[Editor’s Note: The state of Tennessee evaluates a program that tries prepare “the neediest children” so they can do well in kindergarten. The full report, available here, is 100 pages of tables, charts, and sociology-babble, but all you need to read are the passages quoted below. By the end of the first grade, the children who had not taken part in the program actually did better.]
TN‐VPK [Tennessee Voluntary Prekindergarten Program] is an optional program focused on the neediest children in the state. It uses a tiered admission process with children from low‐income families who apply to the program admitted first. Any remaining seats in a given location are then allocated to otherwise at‐risk children including those with disabilities and limited English proficiency.
The evaluation was funded by a grant from the U. S. Department of Education’s Institute of Education Sciences (R305E090009). It was designed to determine whether the children who participate in the TN‐VPK program make greater academic and behavioral gains in areas that prepare them for later schooling than comparable children who do not participate in the program.

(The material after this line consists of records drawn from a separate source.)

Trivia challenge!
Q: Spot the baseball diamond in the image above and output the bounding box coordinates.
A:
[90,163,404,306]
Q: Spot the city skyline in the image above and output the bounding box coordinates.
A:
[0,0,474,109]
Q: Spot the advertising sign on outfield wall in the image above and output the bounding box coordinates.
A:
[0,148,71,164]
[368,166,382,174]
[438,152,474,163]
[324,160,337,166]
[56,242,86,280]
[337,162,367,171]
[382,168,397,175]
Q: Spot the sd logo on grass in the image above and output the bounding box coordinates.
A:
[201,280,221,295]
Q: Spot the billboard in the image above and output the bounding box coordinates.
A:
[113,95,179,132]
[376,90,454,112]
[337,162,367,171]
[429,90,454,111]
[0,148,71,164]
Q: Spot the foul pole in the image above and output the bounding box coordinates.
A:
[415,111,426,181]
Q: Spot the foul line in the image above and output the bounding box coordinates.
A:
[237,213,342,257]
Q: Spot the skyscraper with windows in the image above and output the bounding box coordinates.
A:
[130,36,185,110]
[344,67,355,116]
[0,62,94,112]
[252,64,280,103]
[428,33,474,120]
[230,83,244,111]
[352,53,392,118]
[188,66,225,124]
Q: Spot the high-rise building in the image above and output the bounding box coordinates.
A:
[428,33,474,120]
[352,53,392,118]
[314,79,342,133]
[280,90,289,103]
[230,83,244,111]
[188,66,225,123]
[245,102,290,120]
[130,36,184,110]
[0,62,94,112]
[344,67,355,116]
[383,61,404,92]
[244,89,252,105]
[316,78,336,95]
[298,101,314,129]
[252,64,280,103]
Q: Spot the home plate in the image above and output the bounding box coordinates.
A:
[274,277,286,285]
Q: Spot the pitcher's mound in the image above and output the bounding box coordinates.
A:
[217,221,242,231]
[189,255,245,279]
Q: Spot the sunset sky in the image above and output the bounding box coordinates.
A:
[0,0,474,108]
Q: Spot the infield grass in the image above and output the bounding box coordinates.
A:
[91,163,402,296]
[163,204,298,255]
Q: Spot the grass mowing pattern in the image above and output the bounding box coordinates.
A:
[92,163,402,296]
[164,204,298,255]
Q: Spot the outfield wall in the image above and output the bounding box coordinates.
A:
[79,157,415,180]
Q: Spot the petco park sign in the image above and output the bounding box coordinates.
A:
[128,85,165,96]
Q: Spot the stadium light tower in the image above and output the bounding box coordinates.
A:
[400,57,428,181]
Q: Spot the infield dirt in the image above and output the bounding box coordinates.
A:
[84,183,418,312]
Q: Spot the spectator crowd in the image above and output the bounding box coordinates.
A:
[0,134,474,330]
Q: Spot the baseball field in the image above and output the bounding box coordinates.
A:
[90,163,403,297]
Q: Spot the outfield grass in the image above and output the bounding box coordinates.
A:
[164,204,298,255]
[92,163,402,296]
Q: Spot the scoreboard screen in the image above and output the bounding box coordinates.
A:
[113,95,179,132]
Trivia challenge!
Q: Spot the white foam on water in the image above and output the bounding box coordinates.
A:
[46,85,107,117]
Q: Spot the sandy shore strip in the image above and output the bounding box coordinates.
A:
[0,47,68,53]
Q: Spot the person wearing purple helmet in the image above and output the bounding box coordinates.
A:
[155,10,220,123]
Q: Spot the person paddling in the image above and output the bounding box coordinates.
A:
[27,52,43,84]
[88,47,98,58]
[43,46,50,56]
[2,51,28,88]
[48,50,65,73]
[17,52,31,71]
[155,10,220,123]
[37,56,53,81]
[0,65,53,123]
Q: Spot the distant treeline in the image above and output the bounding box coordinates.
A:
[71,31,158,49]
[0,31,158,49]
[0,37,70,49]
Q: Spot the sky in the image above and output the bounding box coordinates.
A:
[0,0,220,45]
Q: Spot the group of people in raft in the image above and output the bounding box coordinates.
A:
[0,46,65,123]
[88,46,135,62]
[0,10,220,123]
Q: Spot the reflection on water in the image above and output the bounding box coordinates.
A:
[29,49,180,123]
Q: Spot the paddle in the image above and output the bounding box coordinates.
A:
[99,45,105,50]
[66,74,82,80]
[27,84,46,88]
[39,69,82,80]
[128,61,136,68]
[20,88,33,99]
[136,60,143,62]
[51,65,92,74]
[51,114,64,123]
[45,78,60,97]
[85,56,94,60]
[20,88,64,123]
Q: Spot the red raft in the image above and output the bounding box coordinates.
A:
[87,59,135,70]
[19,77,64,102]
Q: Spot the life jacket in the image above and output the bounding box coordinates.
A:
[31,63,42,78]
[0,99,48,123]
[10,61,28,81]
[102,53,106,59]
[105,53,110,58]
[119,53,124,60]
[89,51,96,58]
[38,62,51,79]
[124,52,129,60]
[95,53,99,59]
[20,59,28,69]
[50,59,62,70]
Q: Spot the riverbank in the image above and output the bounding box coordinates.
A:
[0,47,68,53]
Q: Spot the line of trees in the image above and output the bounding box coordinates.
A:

For that Intensive Substudy sample, we found that the effects of TN‐VPK on the WJ achievement measures [Woodcock Johnson III scales] observed at the end of the pre‐k year had greatly diminished by the end of the kindergarten year and the differences between participants and nonparticipants were no longer statistically significant. The only exception was a marginally significant difference on Passage Comprehension with nonparticipants showing higher scores at the end of the kindergarten year than TN‐VPK participants.
Similarly, at the end of first grade, there were no statistically significant differences between TN‐VPK participants and nonparticipants on the WJ measures with one exception. There was a significant difference that favored the nonparticipant group on the Quantitative Concepts subscale.